My own academic interests center on postcolonial studies, African literature, and international humanitarian law. I hold a doctorate in English and comparative literature (2021) from Columbia University, where my research focused the literature and reportage of the Nigeria-Biafra war. In recent years I have primarily taught first-year writing seminars with a human rights focus; prior to beginning graduate school, I also spent several years teaching journalism in Liberia and South Sudan. I grew up in Virginia and now live in Cambridge, Massachusetts, where you might find me teaching yoga, caring for my young daughter, or immersed in a sudoku puzzle.

Michelle Niemann
she/her
In 2016, I became an academic writing coach in order to empower excellent scholars and researchers whose work I admire. I first learned that conversation is one of the best ways to improve academic work during my four years teaching in the Writing Center at the University of Wisconsin, where I had the good fortune to hold recurring one-on-one consultations with dissertators in a variety of fields.

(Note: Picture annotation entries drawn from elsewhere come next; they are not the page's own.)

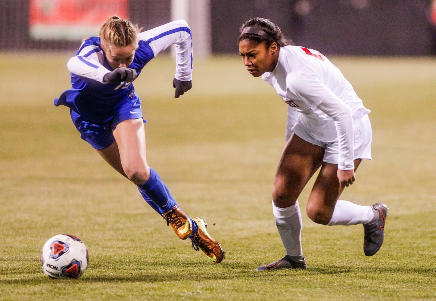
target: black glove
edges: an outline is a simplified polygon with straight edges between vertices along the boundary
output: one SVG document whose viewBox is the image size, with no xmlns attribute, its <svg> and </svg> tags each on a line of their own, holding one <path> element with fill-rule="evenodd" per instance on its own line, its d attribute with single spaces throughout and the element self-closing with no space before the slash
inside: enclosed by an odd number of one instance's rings
<svg viewBox="0 0 436 301">
<path fill-rule="evenodd" d="M 136 78 L 136 70 L 127 67 L 117 68 L 103 77 L 103 81 L 111 84 L 118 84 L 126 81 L 131 83 Z"/>
<path fill-rule="evenodd" d="M 173 88 L 176 88 L 176 94 L 174 97 L 179 98 L 181 95 L 192 88 L 192 81 L 183 81 L 174 78 L 173 80 Z"/>
</svg>

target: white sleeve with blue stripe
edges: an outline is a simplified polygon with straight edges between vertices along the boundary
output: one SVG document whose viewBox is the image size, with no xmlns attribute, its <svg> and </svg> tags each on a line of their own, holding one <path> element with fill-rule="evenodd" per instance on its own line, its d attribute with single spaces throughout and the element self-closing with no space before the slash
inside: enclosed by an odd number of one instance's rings
<svg viewBox="0 0 436 301">
<path fill-rule="evenodd" d="M 140 33 L 138 37 L 140 41 L 147 42 L 146 47 L 151 49 L 154 57 L 175 44 L 174 77 L 180 81 L 192 80 L 192 40 L 191 29 L 185 21 L 179 20 L 158 26 Z M 103 77 L 111 71 L 102 64 L 104 60 L 101 47 L 95 44 L 84 46 L 82 44 L 81 47 L 83 48 L 78 53 L 68 61 L 67 64 L 68 70 L 80 76 L 104 83 Z"/>
<path fill-rule="evenodd" d="M 103 77 L 110 72 L 100 62 L 103 61 L 103 55 L 101 47 L 95 45 L 87 46 L 70 59 L 67 67 L 72 73 L 102 83 Z"/>
<path fill-rule="evenodd" d="M 139 38 L 149 43 L 156 57 L 173 44 L 176 46 L 176 74 L 179 81 L 192 80 L 192 36 L 184 20 L 177 20 L 139 34 Z"/>
</svg>

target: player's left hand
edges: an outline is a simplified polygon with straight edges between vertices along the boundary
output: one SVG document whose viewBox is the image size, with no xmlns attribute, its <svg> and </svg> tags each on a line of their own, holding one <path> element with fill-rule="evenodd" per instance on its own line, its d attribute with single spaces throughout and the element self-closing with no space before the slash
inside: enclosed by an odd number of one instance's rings
<svg viewBox="0 0 436 301">
<path fill-rule="evenodd" d="M 176 94 L 174 97 L 178 98 L 179 96 L 183 95 L 183 93 L 192 88 L 192 81 L 183 81 L 174 78 L 173 80 L 173 88 L 176 88 Z"/>
<path fill-rule="evenodd" d="M 350 170 L 338 169 L 337 175 L 339 180 L 339 184 L 341 187 L 348 187 L 352 185 L 353 182 L 356 180 L 354 169 Z"/>
</svg>

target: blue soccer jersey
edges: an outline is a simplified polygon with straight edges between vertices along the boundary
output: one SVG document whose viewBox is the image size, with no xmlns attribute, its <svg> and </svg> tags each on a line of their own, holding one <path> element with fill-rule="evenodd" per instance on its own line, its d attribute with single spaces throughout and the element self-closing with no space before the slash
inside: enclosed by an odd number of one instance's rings
<svg viewBox="0 0 436 301">
<path fill-rule="evenodd" d="M 174 44 L 174 77 L 180 81 L 192 80 L 192 34 L 184 20 L 174 21 L 144 31 L 139 34 L 138 38 L 139 47 L 128 68 L 134 69 L 139 75 L 157 54 Z M 63 105 L 90 121 L 102 122 L 109 120 L 125 102 L 139 101 L 132 83 L 103 81 L 104 75 L 113 69 L 108 63 L 98 37 L 84 41 L 67 66 L 71 72 L 72 87 L 54 99 L 56 106 Z"/>
</svg>

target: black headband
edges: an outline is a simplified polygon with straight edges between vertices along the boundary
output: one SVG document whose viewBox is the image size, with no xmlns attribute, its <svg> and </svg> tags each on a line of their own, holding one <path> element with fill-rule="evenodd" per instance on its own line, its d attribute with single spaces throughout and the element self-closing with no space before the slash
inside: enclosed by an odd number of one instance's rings
<svg viewBox="0 0 436 301">
<path fill-rule="evenodd" d="M 241 35 L 239 36 L 239 38 L 240 38 L 241 37 L 242 37 L 244 34 L 253 34 L 258 36 L 260 36 L 261 37 L 264 37 L 266 39 L 268 39 L 268 40 L 271 40 L 273 41 L 275 41 L 275 39 L 269 34 L 266 31 L 264 31 L 260 28 L 258 28 L 257 27 L 248 26 L 245 27 L 242 30 L 242 32 L 241 33 Z"/>
</svg>

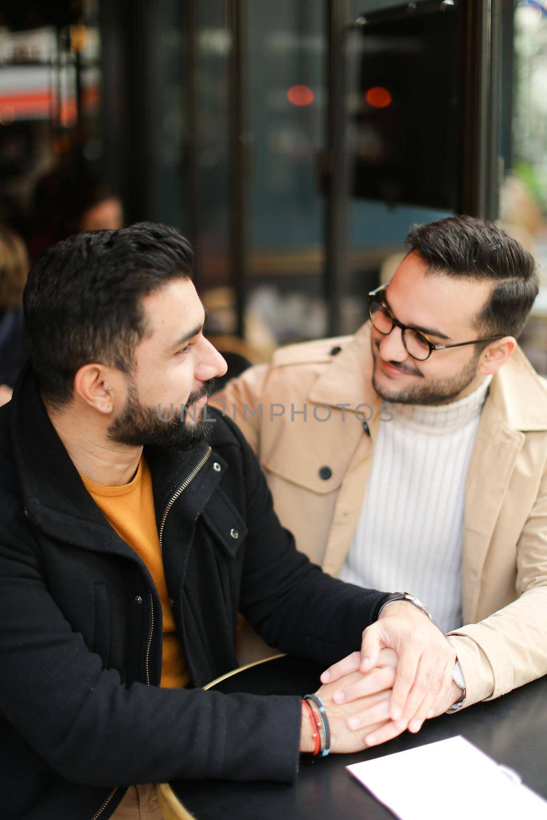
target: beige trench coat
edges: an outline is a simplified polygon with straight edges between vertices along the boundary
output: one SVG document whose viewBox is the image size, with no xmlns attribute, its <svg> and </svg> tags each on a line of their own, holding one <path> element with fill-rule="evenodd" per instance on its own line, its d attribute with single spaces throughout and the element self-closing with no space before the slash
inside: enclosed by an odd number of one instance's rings
<svg viewBox="0 0 547 820">
<path fill-rule="evenodd" d="M 357 524 L 379 425 L 389 418 L 372 364 L 365 325 L 354 336 L 282 348 L 212 399 L 257 453 L 298 548 L 334 576 Z M 449 640 L 467 706 L 547 673 L 547 390 L 519 348 L 494 376 L 482 412 L 463 562 L 465 626 Z"/>
</svg>

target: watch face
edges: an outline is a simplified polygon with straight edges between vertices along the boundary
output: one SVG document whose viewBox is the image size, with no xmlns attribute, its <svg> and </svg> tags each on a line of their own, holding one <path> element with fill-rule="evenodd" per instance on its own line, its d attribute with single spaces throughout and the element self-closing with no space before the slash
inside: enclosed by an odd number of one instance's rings
<svg viewBox="0 0 547 820">
<path fill-rule="evenodd" d="M 465 690 L 465 678 L 463 677 L 463 672 L 462 672 L 462 667 L 459 665 L 459 661 L 456 661 L 454 665 L 454 679 L 460 689 Z"/>
</svg>

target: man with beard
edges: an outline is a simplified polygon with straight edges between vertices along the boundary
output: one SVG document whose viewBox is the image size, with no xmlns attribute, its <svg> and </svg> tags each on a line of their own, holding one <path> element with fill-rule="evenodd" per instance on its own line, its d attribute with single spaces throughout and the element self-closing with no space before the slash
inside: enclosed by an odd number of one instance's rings
<svg viewBox="0 0 547 820">
<path fill-rule="evenodd" d="M 354 336 L 280 350 L 212 401 L 258 455 L 299 549 L 427 601 L 458 657 L 454 711 L 547 672 L 547 394 L 516 342 L 538 284 L 530 254 L 481 219 L 415 226 L 406 241 Z M 242 655 L 266 653 L 253 637 Z M 411 693 L 411 731 L 439 697 L 413 714 Z"/>
<path fill-rule="evenodd" d="M 176 230 L 144 223 L 68 239 L 30 272 L 30 361 L 0 411 L 5 817 L 158 820 L 153 781 L 291 781 L 300 752 L 328 752 L 312 703 L 199 688 L 238 665 L 239 609 L 287 652 L 359 657 L 344 681 L 371 697 L 318 689 L 333 752 L 391 722 L 395 676 L 425 696 L 454 665 L 419 602 L 298 553 L 241 433 L 207 422 L 226 364 L 192 262 Z"/>
</svg>

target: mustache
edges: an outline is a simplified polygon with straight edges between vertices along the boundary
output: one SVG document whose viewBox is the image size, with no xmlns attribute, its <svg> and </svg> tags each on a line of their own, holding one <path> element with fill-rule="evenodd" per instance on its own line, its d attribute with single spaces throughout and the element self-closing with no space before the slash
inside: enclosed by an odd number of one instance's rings
<svg viewBox="0 0 547 820">
<path fill-rule="evenodd" d="M 376 348 L 377 354 L 380 355 L 380 342 L 375 342 L 374 347 Z M 397 367 L 402 373 L 407 373 L 408 376 L 419 376 L 423 379 L 423 373 L 417 367 L 411 367 L 408 364 L 403 364 L 401 362 L 390 361 L 389 363 L 393 365 L 394 367 Z"/>
<path fill-rule="evenodd" d="M 198 390 L 194 390 L 193 393 L 190 393 L 189 396 L 188 397 L 188 401 L 185 404 L 185 407 L 188 410 L 189 409 L 189 408 L 192 407 L 193 404 L 195 404 L 196 402 L 198 402 L 200 399 L 203 399 L 204 396 L 210 396 L 212 393 L 214 392 L 215 392 L 215 380 L 211 379 L 210 381 L 206 381 L 205 384 L 203 385 Z"/>
</svg>

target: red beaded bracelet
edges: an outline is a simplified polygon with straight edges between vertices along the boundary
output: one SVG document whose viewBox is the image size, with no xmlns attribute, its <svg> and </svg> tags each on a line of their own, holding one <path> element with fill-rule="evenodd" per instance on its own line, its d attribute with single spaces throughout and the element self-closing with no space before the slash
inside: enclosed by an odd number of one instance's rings
<svg viewBox="0 0 547 820">
<path fill-rule="evenodd" d="M 308 712 L 309 713 L 310 722 L 312 723 L 312 731 L 313 732 L 312 737 L 313 738 L 313 741 L 315 743 L 313 751 L 311 754 L 312 757 L 317 758 L 321 751 L 321 732 L 319 731 L 319 723 L 312 707 L 308 703 L 307 700 L 303 700 L 302 703 L 305 705 Z"/>
</svg>

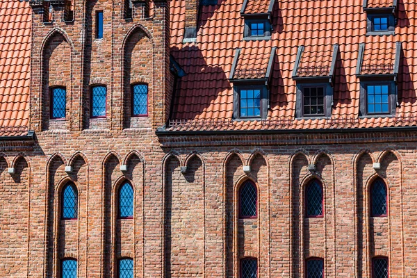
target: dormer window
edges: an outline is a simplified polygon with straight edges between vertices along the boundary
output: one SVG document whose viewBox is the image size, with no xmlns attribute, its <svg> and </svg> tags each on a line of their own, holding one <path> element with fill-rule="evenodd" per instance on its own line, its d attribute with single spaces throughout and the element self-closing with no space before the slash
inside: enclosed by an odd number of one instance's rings
<svg viewBox="0 0 417 278">
<path fill-rule="evenodd" d="M 363 10 L 367 15 L 366 35 L 393 35 L 396 9 L 395 1 L 392 5 L 387 3 L 382 6 L 379 1 L 364 0 Z"/>
<path fill-rule="evenodd" d="M 240 15 L 245 19 L 245 40 L 270 40 L 271 13 L 275 2 L 273 0 L 262 3 L 254 0 L 244 1 Z"/>
</svg>

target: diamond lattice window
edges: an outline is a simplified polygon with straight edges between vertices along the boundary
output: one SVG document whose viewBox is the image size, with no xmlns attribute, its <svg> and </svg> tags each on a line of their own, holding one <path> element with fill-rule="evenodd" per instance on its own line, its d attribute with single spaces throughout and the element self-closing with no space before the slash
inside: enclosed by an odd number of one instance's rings
<svg viewBox="0 0 417 278">
<path fill-rule="evenodd" d="M 52 119 L 65 117 L 67 93 L 65 88 L 54 88 L 51 90 L 51 115 Z"/>
<path fill-rule="evenodd" d="M 322 259 L 311 259 L 306 262 L 307 278 L 322 278 L 324 262 Z"/>
<path fill-rule="evenodd" d="M 92 117 L 106 117 L 106 95 L 107 89 L 105 86 L 92 87 L 91 91 L 91 116 Z"/>
<path fill-rule="evenodd" d="M 126 183 L 119 192 L 119 215 L 120 218 L 133 216 L 133 188 Z"/>
<path fill-rule="evenodd" d="M 74 219 L 77 218 L 78 194 L 72 184 L 64 188 L 63 194 L 63 218 Z"/>
<path fill-rule="evenodd" d="M 119 278 L 133 278 L 133 260 L 123 259 L 119 261 Z"/>
<path fill-rule="evenodd" d="M 388 278 L 389 277 L 387 258 L 374 258 L 372 268 L 373 278 Z"/>
<path fill-rule="evenodd" d="M 313 180 L 306 190 L 306 215 L 308 217 L 323 215 L 323 190 L 321 184 Z"/>
<path fill-rule="evenodd" d="M 256 278 L 258 261 L 256 259 L 243 259 L 240 261 L 240 278 Z"/>
<path fill-rule="evenodd" d="M 256 216 L 258 196 L 255 185 L 247 181 L 240 188 L 240 217 L 243 218 Z"/>
<path fill-rule="evenodd" d="M 382 179 L 377 179 L 370 190 L 372 215 L 386 215 L 386 186 Z"/>
<path fill-rule="evenodd" d="M 147 115 L 148 87 L 146 84 L 136 84 L 132 88 L 132 115 Z"/>
<path fill-rule="evenodd" d="M 65 259 L 61 267 L 62 278 L 76 278 L 76 261 L 74 259 Z"/>
</svg>

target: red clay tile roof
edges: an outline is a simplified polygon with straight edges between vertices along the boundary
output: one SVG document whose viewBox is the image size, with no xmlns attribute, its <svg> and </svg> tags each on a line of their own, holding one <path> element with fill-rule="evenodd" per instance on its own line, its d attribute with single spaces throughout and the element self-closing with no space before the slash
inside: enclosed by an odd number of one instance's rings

After I earned my PhD in English in 2014, I spent two years as a postdoc at UCLA, where I co-led a seminar in which participants workshopped essays eventually published in The Routledge Companion to the Environmental Humanities (2017). That experience gave me a hunch that faculty members in a wide variety of disciplines could also benefit from the kind of one-on-one writing support that universities offer to their undergraduate and graduate students, but still too rarely provide for their professors.
Eight years as a writing coach has confirmed that intuition: I’ve worked with hundreds of academics across the humanities and social sciences as they drafted and revised books and journal articles. I’ve worked with some writers on an ongoing basis for years, across multiple projects. I’ve seen how one-on-one coaching, in concert with a writer’s exchanges with mentors and colleagues, not only helps academics finish their projects, but also enables them to thrive as writers, thinkers, and people. That’s why I was delighted to welcome two writing coaches to my team in 2024.
My research focuses on poetry and poetics and the literary discourses of organic farming movements. My work on Lorine Niedecker’s poetry has appeared in Post45: Contemporaries and Modernism/modernity, and my articles on a variety of other poets have appeared in the Journal of Modern Literature, Victorian Poetry, and the collection Ecopoetics: Essays in the Field. I’ve published short essays for a broader audience—“Organic Farming’s Political History” and “Composting’s Colonial Roots and Microbial Offshoots”—in the digital magazine Edge Effects. I also write poems. For more on my writing and scholarship, see my personal website.
I grew up in Fort Wayne, Indiana, and I live in Indianapolis, where I lead mindful hikes with Indy Community Yoga and co-organize a poetry series called NIGHTJAR at the Tube Factory artspace.